For camping and hiking, it’s best to choose a recurve bow with a moderate draw weight. A range of 25 to 35 pounds is generally sufficient for recreational shooting and hunting small game. This weight provides a good balance between ease of use and shooting performance without causing excessive strain during extended outdoor activities.
Can beginners use a recurve bow?
Yes, recurve bows are suitable for beginners, and they are often recommended for those new to archery. Their simple design and lack of complicated accessories allow beginners to focus on developing proper shooting form and technique. Start with a lower draw weight and gradually work your way up as you become more comfortable and skilled.
What are takedown recurve bows?
Takedown recurve bows are designed with detachable limbs, which can be easily removed from the riser (handle) of the bow. This feature makes them convenient for camping and hiking because they can be disassembled and packed into a compact size for easy transportation and storage.
Are recurve bows suitable for hunting larger game?
While recurve bows can be used for hunting larger game, their effective range and power are limited compared to compound bows or crossbows. It requires a high level of skill and precision to take down larger animals with a recurve bow. Therefore, for hunting big game, experienced archers might prefer other bow types with higher draw weights and more advanced technology.
What accessories do I need for my recurve bow?
For camping, hiking, and hunting with a recurve bow, you’ll need a few essential accessories, including arrows, an armguard to protect your forearm, a finger tab or glove to protect your fingers, and a bowstringer for safely stringing and unstringing the bow. Additionally, a bow case or bag can help protect your recurve bow during transport.
How should I care for my recurve bow during outdoor trips?

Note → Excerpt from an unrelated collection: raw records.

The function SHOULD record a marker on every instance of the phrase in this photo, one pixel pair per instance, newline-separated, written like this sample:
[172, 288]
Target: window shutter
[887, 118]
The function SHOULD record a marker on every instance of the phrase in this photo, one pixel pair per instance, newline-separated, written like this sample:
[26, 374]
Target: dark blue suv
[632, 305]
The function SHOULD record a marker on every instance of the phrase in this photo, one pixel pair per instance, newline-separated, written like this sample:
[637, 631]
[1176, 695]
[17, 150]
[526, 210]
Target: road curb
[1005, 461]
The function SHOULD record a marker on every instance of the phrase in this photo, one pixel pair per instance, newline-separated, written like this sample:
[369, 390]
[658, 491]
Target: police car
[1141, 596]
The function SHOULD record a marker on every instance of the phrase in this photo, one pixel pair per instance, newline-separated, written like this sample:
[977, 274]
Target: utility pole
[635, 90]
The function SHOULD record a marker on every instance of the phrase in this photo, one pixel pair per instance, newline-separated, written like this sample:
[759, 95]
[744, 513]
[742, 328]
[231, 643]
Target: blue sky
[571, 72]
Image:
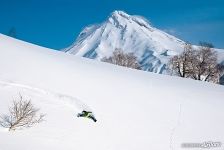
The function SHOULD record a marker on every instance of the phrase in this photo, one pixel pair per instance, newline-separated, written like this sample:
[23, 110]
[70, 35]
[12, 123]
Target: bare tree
[205, 66]
[123, 59]
[181, 64]
[198, 64]
[22, 114]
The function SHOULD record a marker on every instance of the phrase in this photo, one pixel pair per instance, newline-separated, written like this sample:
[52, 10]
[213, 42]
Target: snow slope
[135, 109]
[130, 33]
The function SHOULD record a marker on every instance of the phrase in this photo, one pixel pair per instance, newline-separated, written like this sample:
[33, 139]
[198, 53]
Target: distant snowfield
[136, 110]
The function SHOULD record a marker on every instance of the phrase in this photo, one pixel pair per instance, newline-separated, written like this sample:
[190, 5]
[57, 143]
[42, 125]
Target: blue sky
[57, 23]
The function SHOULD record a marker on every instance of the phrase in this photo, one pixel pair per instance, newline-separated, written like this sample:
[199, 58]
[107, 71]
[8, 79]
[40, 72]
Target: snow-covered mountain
[135, 34]
[131, 34]
[136, 110]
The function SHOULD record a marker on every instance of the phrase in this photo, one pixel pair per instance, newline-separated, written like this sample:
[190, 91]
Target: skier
[87, 114]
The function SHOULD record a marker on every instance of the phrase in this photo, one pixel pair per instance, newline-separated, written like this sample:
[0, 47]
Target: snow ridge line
[175, 128]
[65, 99]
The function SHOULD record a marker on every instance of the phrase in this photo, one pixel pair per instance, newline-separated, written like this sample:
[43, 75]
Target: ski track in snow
[66, 100]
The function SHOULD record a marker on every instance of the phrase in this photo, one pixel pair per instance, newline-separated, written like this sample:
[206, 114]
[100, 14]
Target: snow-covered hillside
[135, 34]
[135, 110]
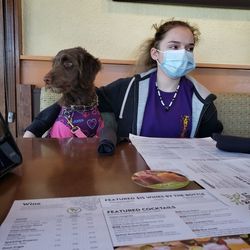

To ensure your recurve bow remains in good condition during your outdoor adventures, avoid exposing it to extreme temperatures or moisture. After each use, wipe down the bow to remove dirt and debris, and store it in a dry place. Regularly check the bowstring for signs of wear and replace it if necessary. Proper maintenance will extend the life of your recurve bow.
Can I use a recurve bow for target shooting?
Absolutely! Recurve bows are excellent for target shooting, and they have been used in archery competitions for centuries. They offer a challenging and rewarding shooting experience, promoting better accuracy and focus.
How much does a quality recurve bow cost?
The cost of a quality recurve bow can vary depending on the brand, materials, and features. Entry-level recurve bows suitable for beginners can be found in the range of $100 to $300. As you move up to higher-quality bows with better performance, expect to pay anywhere from $300 to $800 or more.
Remember, investing in a durable and well-crafted recurve bow will enhance your outdoor experience and provide years of enjoyment in camping, hiking, and hunting activities.
Archers searching for the best recurve bow have no lack of excellent choices. Hunters can benefit from the power and traditional styling of one piece bows while modern competition archers will love the convenience of take down bows.
Make sure you keep your desired draw weight, length, and intend use in mind and it’s easy to find the best recurve bow for your skill level and needs.